C’est un récit crispant, qui n’épargne personne. À Montrouge (Hauts-de-Seine), au sud de Paris, la crèche privée Bambou, du réseau La Maison Bleue, a été le théâtre de violences physiques et verbales, perpétrées notamment sur les enfants de la « section des grands » (âgés de 2 à 3 ans), courant 2024. Mais les racines du mal semblent plus profondes. Directrice en burn-out, personnel en sous-effectif, parents en grande souffrance… Presque toutes les composantes de la chaîne semblent avoir été frappées de plein fouet par ce dossier « tentaculaire ».
Dans un article paru début février 2025 sur le site de Libération, des familles et des employés de la crèches témoignent. Claques, violences verbales : les coulisses de l’établissement privé font froid dans le dos. Principale accusée, Naomi F. a été licenciée le 27 décembre 2024.

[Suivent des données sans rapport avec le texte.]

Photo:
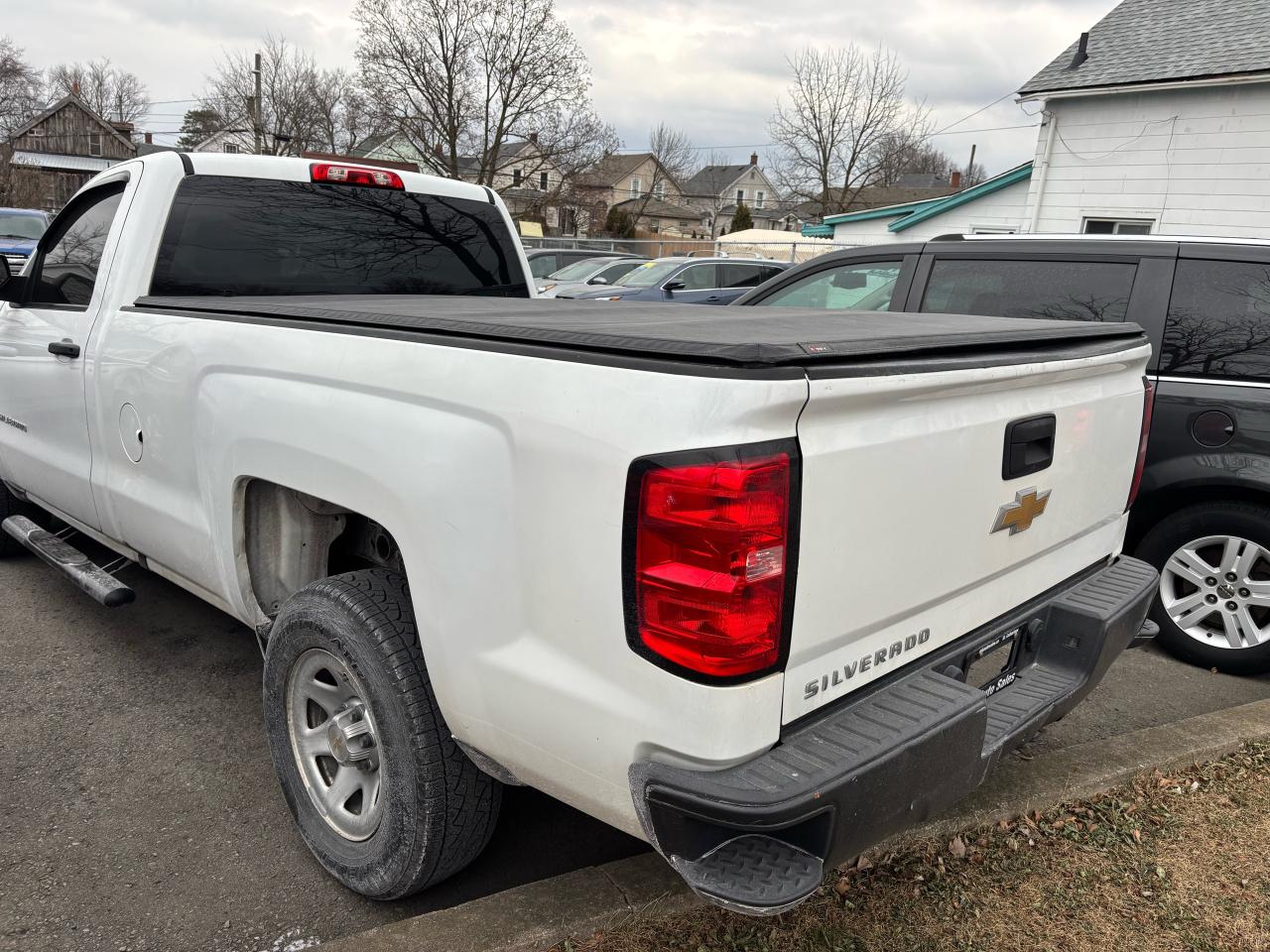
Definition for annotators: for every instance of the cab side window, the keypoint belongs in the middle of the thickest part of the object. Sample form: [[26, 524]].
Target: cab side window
[[860, 286], [1218, 321], [543, 266], [1066, 291], [67, 272]]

Dans son sillage, trois autres professionnelles ont quitté la crèche. Dont l’une à cause des tensions liées à la dénonciation des agissement de Naomi F. Au moins deux plaintes et une main courante ont, aussi, été déposées. Et une « enquête de police est en cours », rappelle d’ores et déjà à actu Paris le groupe La Maison Bleue. Mais le contrat de délégation de service public de la crèche n’a pas été rompu et la commission d’attribution des places dans la structure se profile, en mai.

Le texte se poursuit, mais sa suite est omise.